On Minimum Discrepancy Estimation for Deep Domain Adaptation
This addresses the issue of poor performance in deep learning when training and testing data come from different distributions, which is a common problem in computer vision applications.
The paper tackles the problem of domain shift in deep learning by proposing an unsupervised domain adaptation method that aligns second-order statistics and maximum mean discrepancy between source and target data using a two-stream CNN. The method achieves state-of-the-art performance on three benchmark datasets: Office-31, Office-Home, and Office-Caltech.
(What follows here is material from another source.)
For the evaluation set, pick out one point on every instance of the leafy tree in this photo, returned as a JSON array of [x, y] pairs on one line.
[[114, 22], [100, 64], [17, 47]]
In the presence of large sets of labeled data, Deep Learning (DL) has accomplished extraordinary triumphs in the avenue of computer vision, particularly in object classification and recognition tasks. However, DL cannot always perform well when the training and testing images come from different distributions or in the presence of domain shift between training and testing images. They also suffer in the absence of labeled input data. Domain adaptation (DA) methods have been proposed to make up the poor performance due to domain shift. In this paper, we present a new unsupervised deep domain adaptation method based on the alignment of second order statistics (covariances) as well as maximum mean discrepancy of the source and target data with a two stream Convolutional Neural Network (CNN). We demonstrate the ability of the proposed approach to achieve state-of the-art performance for image classification on three benchmark domain adaptation datasets: Office-31 [27], Office-Home [37] and Office-Caltech [8].